FEMA ordered to pay Katrina benefits

Nicole Gaouette and Ann Simmons Los Angeles Times

WASHINGTON – Condemning the bureaucracy at the Federal Emergency Management Agency as “Kafkaesque,” a federal judge Wednesday ordered the government to immediately resume housing payments to Gulf Coast residents who lost their homes to Hurricane Katrina.

Barely six months after Katrina ravaged the region, FEMA ended benefit payments to several thousand families still in temporary housing and unable to return to their homes.

U.S. District Judge Richard J. Leon said the agency had violated the evacuees’ rights by not adequately explaining why it was ending the benefits, making it difficult for storm victims to appeal the decisions.

“It is unfortunate, if not incredible, that FEMA and its counsel could not devise a sufficient notice system to spare these beleaguered evacuees the added burden of federal litigation to vindicate their constitutional rights,” he wrote.

Leon ordered the agency to explain its actions, restore short-term benefits to evacuees who had been cut off and give them the two months of housing payments they would have received after payments finally stopped in August 2006. The ruling affects 11,000 families, mostly in Louisiana and Texas.

The judge cited letters from FEMA that gave contradictory explanations for decisions. He also described FEMA’s practice of conveying its decisions “cryptically … by a code or phrase” decipherable only after evacuees obtained a separate pamphlet explaining the codes.

FEMA’s critics in Congress used the opportunity presented by the ruling to call for changes.

“While this is a victory for the thousands who lost their homes during Hurricane Katrina, it is also a reminder that the system is still in desperate need of reform,” said Rep. Bennie Thompson, D-Miss., the incoming chairman of the House Homeland Security Committee, which oversees FEMA. “It is unacceptable to force overburdened victims to navigate through bureaucratic red tape to find out whether they will ever have a place to go home to.”

Under FEMA’s transitional housing program for victims of Hurricane Katrina and Hurricane Rita, evacuees were entitled to financial assistance either for 18 months or to a maximum of $26,200.

After Katrina hit on Aug. 29, 2005, FEMA began providing victims with short-term housing assistance. In February 2006, it attempted to transfer eligible evacuees to a longer-term assistance program, which required recipients to meet certain criteria, but denied thousands of their applications, according to Leon’s ruling. After a 30-day notice period, FEMA cut their short-term benefits as well.

Stephen Bradberry, organizer for the New Orleans chapter of the Association of Community Organizations for Reform Now, an advocacy group that filed the lawsuit, said the ruling “allows families more time to try and take care of their affairs.
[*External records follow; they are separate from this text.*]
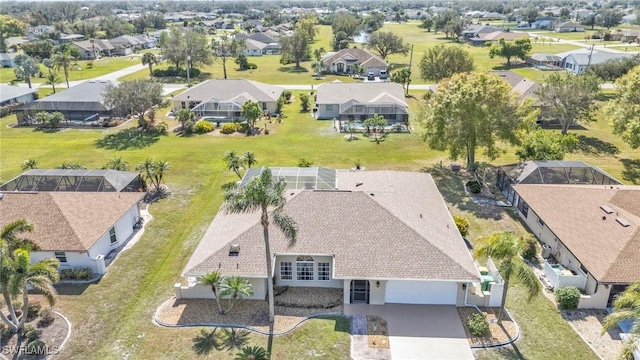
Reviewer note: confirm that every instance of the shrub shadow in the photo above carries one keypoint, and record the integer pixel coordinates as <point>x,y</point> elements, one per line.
<point>631,171</point>
<point>592,145</point>
<point>128,139</point>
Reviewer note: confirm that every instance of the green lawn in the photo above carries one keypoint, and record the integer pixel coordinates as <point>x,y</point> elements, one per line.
<point>100,67</point>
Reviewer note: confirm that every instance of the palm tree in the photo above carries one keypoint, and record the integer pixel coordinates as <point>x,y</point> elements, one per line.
<point>506,249</point>
<point>234,162</point>
<point>235,287</point>
<point>213,279</point>
<point>64,61</point>
<point>626,307</point>
<point>266,194</point>
<point>249,159</point>
<point>149,59</point>
<point>29,164</point>
<point>17,274</point>
<point>252,353</point>
<point>116,163</point>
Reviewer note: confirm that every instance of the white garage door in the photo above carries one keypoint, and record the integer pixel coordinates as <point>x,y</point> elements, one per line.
<point>421,292</point>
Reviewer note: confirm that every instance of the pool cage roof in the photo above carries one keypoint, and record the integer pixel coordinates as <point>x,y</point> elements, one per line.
<point>559,172</point>
<point>75,180</point>
<point>299,178</point>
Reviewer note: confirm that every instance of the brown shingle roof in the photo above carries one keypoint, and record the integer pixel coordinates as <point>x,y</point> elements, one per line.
<point>402,231</point>
<point>66,221</point>
<point>609,251</point>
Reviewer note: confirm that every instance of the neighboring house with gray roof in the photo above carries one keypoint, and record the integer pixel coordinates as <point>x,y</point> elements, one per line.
<point>12,94</point>
<point>360,101</point>
<point>592,232</point>
<point>344,242</point>
<point>83,102</point>
<point>350,61</point>
<point>80,229</point>
<point>221,100</point>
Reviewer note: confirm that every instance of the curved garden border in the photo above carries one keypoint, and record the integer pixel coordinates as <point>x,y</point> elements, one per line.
<point>501,343</point>
<point>159,322</point>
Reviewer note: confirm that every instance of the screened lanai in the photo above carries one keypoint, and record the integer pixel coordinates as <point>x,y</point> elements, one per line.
<point>313,178</point>
<point>551,172</point>
<point>75,180</point>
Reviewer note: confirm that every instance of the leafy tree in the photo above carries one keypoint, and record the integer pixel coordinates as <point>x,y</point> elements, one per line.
<point>626,307</point>
<point>403,77</point>
<point>505,248</point>
<point>234,162</point>
<point>540,144</point>
<point>227,46</point>
<point>264,193</point>
<point>150,60</point>
<point>252,353</point>
<point>63,61</point>
<point>187,120</point>
<point>510,49</point>
<point>213,279</point>
<point>443,61</point>
<point>295,48</point>
<point>29,164</point>
<point>470,111</point>
<point>251,112</point>
<point>10,27</point>
<point>235,287</point>
<point>134,97</point>
<point>116,163</point>
<point>387,43</point>
<point>569,99</point>
<point>623,111</point>
<point>25,68</point>
<point>426,24</point>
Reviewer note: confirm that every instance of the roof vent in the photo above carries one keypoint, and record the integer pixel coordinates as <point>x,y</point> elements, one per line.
<point>624,222</point>
<point>606,209</point>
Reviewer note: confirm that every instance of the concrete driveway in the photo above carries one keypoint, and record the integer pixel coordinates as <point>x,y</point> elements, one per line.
<point>426,332</point>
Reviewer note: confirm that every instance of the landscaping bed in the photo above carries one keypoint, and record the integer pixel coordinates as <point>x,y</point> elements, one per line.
<point>498,333</point>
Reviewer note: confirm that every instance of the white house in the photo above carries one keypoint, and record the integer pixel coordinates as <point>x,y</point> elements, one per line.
<point>592,233</point>
<point>79,229</point>
<point>381,236</point>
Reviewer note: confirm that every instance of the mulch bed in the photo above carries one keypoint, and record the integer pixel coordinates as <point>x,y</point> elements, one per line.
<point>378,333</point>
<point>497,332</point>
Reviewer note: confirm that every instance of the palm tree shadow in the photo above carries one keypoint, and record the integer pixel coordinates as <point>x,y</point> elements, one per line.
<point>207,341</point>
<point>128,139</point>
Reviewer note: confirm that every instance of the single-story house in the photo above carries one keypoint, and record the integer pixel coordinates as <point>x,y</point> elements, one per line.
<point>344,242</point>
<point>221,100</point>
<point>591,236</point>
<point>8,59</point>
<point>350,61</point>
<point>12,94</point>
<point>83,102</point>
<point>79,229</point>
<point>75,180</point>
<point>360,101</point>
<point>568,26</point>
<point>578,63</point>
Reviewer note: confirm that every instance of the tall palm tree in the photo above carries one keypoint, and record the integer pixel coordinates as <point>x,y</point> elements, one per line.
<point>64,61</point>
<point>235,287</point>
<point>149,59</point>
<point>264,193</point>
<point>213,279</point>
<point>234,162</point>
<point>17,274</point>
<point>506,249</point>
<point>626,307</point>
<point>249,159</point>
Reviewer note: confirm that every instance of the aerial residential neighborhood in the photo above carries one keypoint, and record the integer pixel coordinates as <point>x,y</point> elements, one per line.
<point>336,180</point>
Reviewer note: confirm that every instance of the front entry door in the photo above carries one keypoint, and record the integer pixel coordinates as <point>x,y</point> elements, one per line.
<point>359,291</point>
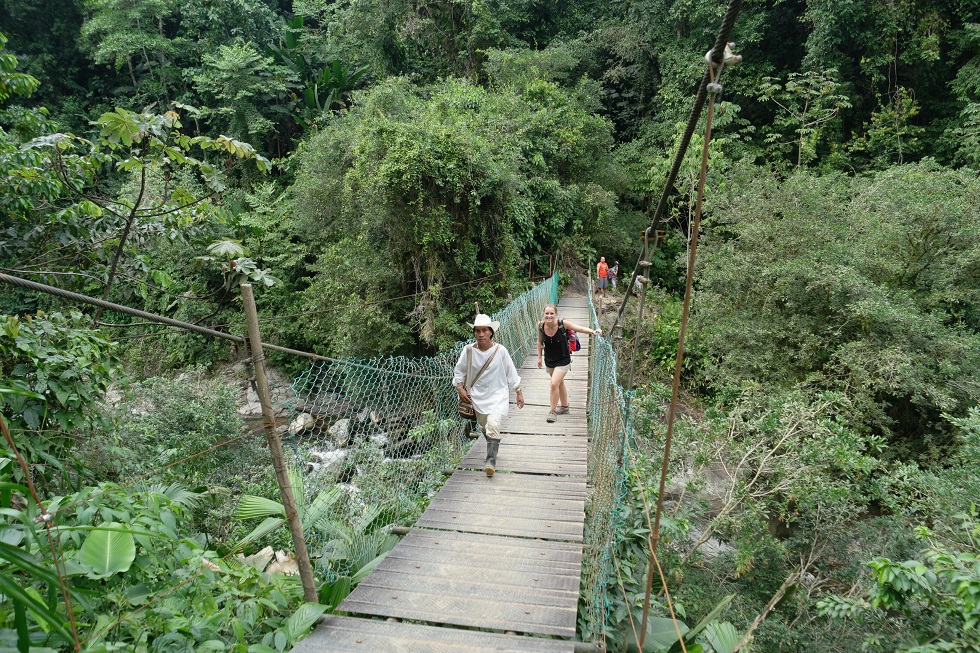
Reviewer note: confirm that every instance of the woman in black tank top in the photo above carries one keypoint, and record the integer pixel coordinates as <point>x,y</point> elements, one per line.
<point>553,354</point>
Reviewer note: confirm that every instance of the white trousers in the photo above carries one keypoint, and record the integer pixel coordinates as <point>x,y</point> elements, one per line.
<point>490,423</point>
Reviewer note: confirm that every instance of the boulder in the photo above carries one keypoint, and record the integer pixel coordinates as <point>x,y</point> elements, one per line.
<point>340,432</point>
<point>300,423</point>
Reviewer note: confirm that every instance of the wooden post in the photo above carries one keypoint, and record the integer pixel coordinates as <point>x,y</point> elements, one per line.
<point>275,447</point>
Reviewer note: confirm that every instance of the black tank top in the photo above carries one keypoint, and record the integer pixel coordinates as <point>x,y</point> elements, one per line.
<point>556,352</point>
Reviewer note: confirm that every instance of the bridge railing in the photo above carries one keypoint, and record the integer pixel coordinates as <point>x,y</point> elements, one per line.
<point>385,428</point>
<point>609,430</point>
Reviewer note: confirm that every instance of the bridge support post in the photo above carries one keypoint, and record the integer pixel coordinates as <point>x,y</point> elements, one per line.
<point>275,447</point>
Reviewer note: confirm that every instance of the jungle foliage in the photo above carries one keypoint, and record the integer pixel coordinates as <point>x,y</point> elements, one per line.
<point>376,167</point>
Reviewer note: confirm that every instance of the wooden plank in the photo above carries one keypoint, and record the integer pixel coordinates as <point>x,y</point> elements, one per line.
<point>568,487</point>
<point>527,467</point>
<point>490,509</point>
<point>553,574</point>
<point>512,526</point>
<point>462,611</point>
<point>338,634</point>
<point>505,501</point>
<point>504,585</point>
<point>421,543</point>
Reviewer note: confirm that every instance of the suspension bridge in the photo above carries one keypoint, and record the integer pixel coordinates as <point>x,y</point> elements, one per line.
<point>492,563</point>
<point>517,562</point>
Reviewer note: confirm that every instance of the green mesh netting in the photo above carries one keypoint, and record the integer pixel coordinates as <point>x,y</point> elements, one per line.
<point>387,427</point>
<point>609,430</point>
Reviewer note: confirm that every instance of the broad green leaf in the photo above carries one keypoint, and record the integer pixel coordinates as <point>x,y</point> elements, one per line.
<point>710,617</point>
<point>301,621</point>
<point>267,526</point>
<point>108,550</point>
<point>661,635</point>
<point>226,248</point>
<point>722,636</point>
<point>251,506</point>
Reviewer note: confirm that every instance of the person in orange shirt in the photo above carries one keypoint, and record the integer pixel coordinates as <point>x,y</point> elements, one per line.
<point>602,275</point>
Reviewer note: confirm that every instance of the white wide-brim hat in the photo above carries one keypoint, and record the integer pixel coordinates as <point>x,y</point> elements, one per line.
<point>484,320</point>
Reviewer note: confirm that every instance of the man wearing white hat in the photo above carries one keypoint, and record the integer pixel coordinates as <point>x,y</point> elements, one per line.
<point>483,375</point>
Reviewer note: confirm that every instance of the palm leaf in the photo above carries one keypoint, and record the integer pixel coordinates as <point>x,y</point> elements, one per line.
<point>108,550</point>
<point>267,526</point>
<point>251,506</point>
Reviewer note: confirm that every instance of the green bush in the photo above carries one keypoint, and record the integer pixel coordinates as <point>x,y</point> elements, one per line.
<point>186,430</point>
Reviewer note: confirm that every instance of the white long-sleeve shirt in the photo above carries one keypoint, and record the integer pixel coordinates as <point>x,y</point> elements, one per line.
<point>491,393</point>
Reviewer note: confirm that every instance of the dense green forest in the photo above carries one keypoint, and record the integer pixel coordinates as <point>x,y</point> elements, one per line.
<point>375,167</point>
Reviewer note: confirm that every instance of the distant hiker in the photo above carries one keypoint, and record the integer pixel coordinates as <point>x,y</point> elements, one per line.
<point>483,375</point>
<point>602,276</point>
<point>556,358</point>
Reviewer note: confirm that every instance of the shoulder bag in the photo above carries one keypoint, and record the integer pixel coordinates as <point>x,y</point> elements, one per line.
<point>466,408</point>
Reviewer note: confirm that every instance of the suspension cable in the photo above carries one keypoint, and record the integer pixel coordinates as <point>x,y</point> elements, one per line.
<point>716,57</point>
<point>714,69</point>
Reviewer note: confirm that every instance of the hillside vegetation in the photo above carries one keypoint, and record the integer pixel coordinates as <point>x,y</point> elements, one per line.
<point>373,168</point>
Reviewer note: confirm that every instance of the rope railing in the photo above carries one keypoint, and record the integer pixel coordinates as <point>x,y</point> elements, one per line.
<point>608,430</point>
<point>390,426</point>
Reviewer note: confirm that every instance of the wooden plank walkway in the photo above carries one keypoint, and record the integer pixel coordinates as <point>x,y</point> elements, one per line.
<point>497,554</point>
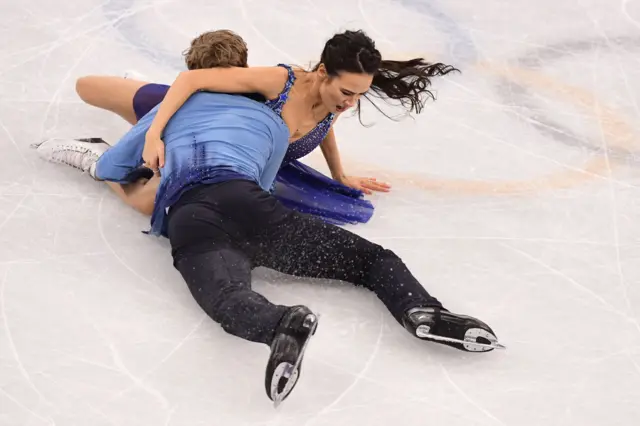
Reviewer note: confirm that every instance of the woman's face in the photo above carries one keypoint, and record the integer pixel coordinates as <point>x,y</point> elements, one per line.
<point>343,91</point>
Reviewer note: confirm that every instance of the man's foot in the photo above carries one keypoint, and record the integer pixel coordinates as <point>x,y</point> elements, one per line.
<point>73,152</point>
<point>287,352</point>
<point>459,331</point>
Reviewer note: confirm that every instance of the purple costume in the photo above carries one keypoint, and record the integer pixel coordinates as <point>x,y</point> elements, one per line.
<point>297,185</point>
And it will buy more time to put pressure on the government to step up to the plate and handle its responsibilities.”

FEMA press secretary Aaron Walker said the agency’s “emergency sheltering initiative was conceived as a compassionate but short-term solution to shelter evacuees. By law, sheltering assistance can be provided for only a limited period of time.”

He added that FEMA had always intended to transfer eligible evacuees to the long-term benefits program.

“However,” he said, “some individuals and households do not qualify.”